MongoDB Atlas has a free tier, but you should not use it for production workloads at all.
To attend a reliable and high scalable production workload at general our database infrastructure would need to have at minimum a
Master and two Slaves hosts all in separated AZ with Multi-AZ failover enabled (with Read Replicas sometimes), plus,
we would have a significant performance improvement by hitting our database through VPC Endpoints
(for VPC internal communication),
instead of going over to the public internet to reach our database.
In order to reach the goal above in MongoDB Atlas we would need to have an M10 Dedicated Cluster
- that offers 2 GB RAM, 10 GB of storage, 100 IOPs, running in an isolated VPC with VPC Peering (and VPC Endpoint) enabled.
The estimated price for this 3-node replica set is 57 USD per month, despite the costs is not the focus of this project, I can't avoid some comparison with others AWS Database as a service solutions.

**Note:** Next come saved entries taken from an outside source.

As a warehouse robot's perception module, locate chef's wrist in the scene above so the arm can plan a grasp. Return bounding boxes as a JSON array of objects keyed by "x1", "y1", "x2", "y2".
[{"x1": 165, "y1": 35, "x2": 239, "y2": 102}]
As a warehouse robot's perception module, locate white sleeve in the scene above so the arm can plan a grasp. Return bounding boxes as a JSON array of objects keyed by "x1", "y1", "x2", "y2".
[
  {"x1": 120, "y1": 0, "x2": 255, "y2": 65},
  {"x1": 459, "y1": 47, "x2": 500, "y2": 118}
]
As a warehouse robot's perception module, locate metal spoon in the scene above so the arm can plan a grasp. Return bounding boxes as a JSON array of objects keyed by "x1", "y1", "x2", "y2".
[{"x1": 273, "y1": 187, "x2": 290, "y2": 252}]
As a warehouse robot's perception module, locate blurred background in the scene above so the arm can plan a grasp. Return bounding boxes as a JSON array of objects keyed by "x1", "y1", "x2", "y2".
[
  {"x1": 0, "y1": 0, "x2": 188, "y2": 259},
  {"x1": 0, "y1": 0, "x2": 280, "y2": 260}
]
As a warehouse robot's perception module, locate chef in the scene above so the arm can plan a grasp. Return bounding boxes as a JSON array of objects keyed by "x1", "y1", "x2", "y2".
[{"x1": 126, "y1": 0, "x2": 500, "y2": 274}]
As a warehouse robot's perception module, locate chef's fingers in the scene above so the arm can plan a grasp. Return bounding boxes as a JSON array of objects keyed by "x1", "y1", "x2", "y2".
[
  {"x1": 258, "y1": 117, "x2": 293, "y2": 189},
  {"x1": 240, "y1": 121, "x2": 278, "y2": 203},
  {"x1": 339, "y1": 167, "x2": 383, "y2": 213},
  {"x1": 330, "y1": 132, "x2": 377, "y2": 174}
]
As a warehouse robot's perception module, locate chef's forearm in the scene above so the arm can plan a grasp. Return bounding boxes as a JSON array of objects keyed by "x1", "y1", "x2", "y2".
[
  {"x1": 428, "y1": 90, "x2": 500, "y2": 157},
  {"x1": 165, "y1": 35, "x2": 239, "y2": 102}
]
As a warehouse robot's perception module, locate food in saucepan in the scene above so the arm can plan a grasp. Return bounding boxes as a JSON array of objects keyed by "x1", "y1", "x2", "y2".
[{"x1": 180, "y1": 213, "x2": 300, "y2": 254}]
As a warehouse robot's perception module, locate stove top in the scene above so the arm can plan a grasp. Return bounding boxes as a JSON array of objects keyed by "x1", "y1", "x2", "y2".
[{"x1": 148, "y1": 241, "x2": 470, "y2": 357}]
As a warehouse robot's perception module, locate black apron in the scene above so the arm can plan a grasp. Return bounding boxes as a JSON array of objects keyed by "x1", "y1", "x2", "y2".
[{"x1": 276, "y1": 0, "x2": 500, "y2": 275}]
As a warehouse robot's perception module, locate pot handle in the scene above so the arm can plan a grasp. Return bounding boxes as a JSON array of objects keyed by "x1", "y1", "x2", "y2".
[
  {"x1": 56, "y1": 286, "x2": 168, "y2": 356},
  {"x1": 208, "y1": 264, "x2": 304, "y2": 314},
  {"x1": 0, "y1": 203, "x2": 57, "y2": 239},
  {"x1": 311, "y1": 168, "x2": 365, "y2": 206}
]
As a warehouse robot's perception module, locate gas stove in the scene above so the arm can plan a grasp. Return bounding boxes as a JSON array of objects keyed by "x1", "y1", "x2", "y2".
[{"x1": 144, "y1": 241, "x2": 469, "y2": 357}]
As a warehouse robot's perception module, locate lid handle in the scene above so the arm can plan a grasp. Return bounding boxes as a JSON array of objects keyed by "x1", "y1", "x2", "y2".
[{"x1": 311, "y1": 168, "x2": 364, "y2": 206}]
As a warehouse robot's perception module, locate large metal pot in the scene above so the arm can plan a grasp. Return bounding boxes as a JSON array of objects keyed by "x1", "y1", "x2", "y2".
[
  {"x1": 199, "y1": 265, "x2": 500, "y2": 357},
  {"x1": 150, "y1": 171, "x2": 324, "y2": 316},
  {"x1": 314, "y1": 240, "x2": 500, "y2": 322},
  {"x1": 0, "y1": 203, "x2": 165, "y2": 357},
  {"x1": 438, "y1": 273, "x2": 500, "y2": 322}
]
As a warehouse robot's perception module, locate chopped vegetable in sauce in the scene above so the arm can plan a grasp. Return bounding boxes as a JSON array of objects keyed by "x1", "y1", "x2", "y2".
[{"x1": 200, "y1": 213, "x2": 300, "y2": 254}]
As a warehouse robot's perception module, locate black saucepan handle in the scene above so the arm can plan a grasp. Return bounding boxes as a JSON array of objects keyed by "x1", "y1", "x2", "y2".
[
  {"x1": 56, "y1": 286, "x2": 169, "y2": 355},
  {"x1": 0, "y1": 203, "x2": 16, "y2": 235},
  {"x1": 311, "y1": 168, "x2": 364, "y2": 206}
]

- Atlas X AWS DynamoDb - We can reach much more capacity in terms of Data Storage, Operations per second, and high scalability in DynamoDB, by a much smaller price, but I believe that MongoDB offers better ORMs options like
mongoose
that help us in terms of development effort.

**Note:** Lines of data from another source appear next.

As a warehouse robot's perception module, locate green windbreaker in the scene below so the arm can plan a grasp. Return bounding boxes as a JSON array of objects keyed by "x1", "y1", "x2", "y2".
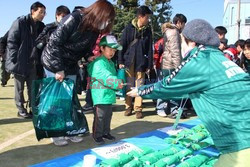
[
  {"x1": 139, "y1": 46, "x2": 250, "y2": 153},
  {"x1": 88, "y1": 56, "x2": 122, "y2": 105}
]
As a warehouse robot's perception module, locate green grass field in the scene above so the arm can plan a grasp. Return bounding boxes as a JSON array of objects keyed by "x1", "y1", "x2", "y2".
[{"x1": 0, "y1": 79, "x2": 195, "y2": 167}]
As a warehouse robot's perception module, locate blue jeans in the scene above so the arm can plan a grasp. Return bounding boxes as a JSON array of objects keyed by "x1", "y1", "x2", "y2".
[
  {"x1": 44, "y1": 68, "x2": 76, "y2": 83},
  {"x1": 156, "y1": 69, "x2": 180, "y2": 115}
]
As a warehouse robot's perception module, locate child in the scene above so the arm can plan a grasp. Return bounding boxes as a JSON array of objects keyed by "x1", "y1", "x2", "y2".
[
  {"x1": 242, "y1": 39, "x2": 250, "y2": 74},
  {"x1": 88, "y1": 35, "x2": 123, "y2": 144}
]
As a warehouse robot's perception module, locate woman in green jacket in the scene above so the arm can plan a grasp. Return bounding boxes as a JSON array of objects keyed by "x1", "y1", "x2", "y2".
[
  {"x1": 88, "y1": 35, "x2": 123, "y2": 144},
  {"x1": 128, "y1": 19, "x2": 250, "y2": 167}
]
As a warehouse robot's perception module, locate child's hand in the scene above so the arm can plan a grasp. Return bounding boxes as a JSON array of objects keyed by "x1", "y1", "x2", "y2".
[
  {"x1": 55, "y1": 71, "x2": 65, "y2": 82},
  {"x1": 118, "y1": 83, "x2": 125, "y2": 89},
  {"x1": 127, "y1": 88, "x2": 139, "y2": 97}
]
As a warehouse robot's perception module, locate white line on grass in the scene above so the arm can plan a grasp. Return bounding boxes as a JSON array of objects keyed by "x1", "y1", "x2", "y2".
[{"x1": 0, "y1": 129, "x2": 35, "y2": 150}]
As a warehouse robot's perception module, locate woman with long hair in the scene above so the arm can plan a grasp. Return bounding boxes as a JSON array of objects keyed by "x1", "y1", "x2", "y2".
[{"x1": 42, "y1": 0, "x2": 115, "y2": 145}]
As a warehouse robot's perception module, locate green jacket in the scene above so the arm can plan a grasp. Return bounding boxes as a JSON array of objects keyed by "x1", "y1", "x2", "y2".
[
  {"x1": 88, "y1": 56, "x2": 122, "y2": 105},
  {"x1": 139, "y1": 46, "x2": 250, "y2": 153}
]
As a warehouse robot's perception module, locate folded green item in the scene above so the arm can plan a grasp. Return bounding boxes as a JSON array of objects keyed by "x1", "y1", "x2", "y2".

We may end up using a Redis cache layer to avoid hits in our database all the time, it's a very common pattern regardless of our database solution, it will incur in costs and development effort increases. In AWS DynamoDB we can use AWS DAX Accelerator that is a cache layer for DynamoDB and can improve our queries from milliseconds to microseconds without coding changes needed by the half of price of a MongoDB Atlas minimal production settings.
-
Atlas X AWS DocumentDB - AWS DocumentDB is a MongoDB-compatible fully managed Database-as-a-service product, but the initial costs are so high, that won't worth compare it, it's a product for Big Data solutions. I'm just pointing it here because of the MongoDB compatibilities.
-
Atlas X Amazon Aurora Serverless - If you're willing to go with
sequelize
relational ORM, Amazon Aurora is your best option, mainly for early stages projects or MVPs that you don't know your workload yet. You'll have a fully managed and high available database with a serverless pricing model, it means in short terms you'll pay for resources that are consumed while your DB is active only, not for underutilized databases hosts provisioned that needs to be up and running all the time. Plus, after some evolving of your solution and knowledge of your workload, you can decrease your costs by purchasing Reserved Instances. -
Atlas X Custom MongoDB cluster - You may build your Replica Set with minimal effort by using a
CloudFormation
template, AWS offers a good one also you can find great options at the community, includingTerraform
templates, plus you can use a MongoDB Certified by Bitnami AMI as a host instead of a fresh EC2 in these templates. Optionally you can set up an AWS Backup on your EC 2 hosts, and then you may update theCloudFormation
templates that you've used if it is not already included. The cons here are that you won't have a fully managed service, of course, but the cluster was configured by one. You can start by using an infrastructure-as-a-code template and later move towards a fully managed product like MongoDB Atlas, though.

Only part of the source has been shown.